Conserved sex-biased DNA methylation patterns target key developmental genes and non-recombining region of the guppy sex chromosome

Abstract

ABSTRACTUnderstanding the regulatory mechanisms that control sexually dimorphic gene expression is a key part of understanding the processes that govern the rate of sex chromosome evolution and phenotypic sex differences. Epigenetic modifications play a major role in tissue-specific gene expression regulation and have been hypothesized to dramatically impact the speed of sex chromosome divergence. The guppy sex chromosomes are an emerging model for studying the initial stages of divergence between the X and Y. In this study, we use comparative epigenomics to identify conserved sex-specific DNA methylation patterns in gonad and muscle tissue between the Trinidadian guppy (Poecilia reticulata) and its sister species, Endler’s guppy (Poecilia wingei). We find that the oldest part of the guppy sex chromosome shows a conserved pattern of male hypomethylation, consistent with a key role in testis-specific gene expression.
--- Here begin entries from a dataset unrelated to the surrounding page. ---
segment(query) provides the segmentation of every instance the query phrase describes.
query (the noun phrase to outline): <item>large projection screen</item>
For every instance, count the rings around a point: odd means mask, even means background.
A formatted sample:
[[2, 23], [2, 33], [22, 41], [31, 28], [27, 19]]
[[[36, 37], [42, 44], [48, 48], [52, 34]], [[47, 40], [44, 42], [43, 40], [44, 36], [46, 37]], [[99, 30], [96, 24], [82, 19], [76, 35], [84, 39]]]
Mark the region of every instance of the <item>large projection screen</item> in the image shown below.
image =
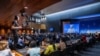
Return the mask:
[[79, 33], [79, 24], [63, 24], [63, 33]]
This pattern provides a potential mechanism for theoretical predictions that sex chromosome divergence can occur remarkably quickly in evolutionary time, and without widespread degradation of the Y chromosome gene content. Our cross-species comparative epigenomic analysis also provides a robust comparative framework to understand constraints of epigenetic programming. We observe conserved, testis-specific hypomethylated regions near key autosomal developmental genes and a potentially imprinted locus. These observations are consistent with DNA methylation in testis from other vertebrates, and suggest broad conservation of DNA methylation patterns in these regions. Our comparative framework reveals conserved DNA methylation differences between males and females across two related species, providing novel insights into the relationship between epigenetic and evolutionary processes.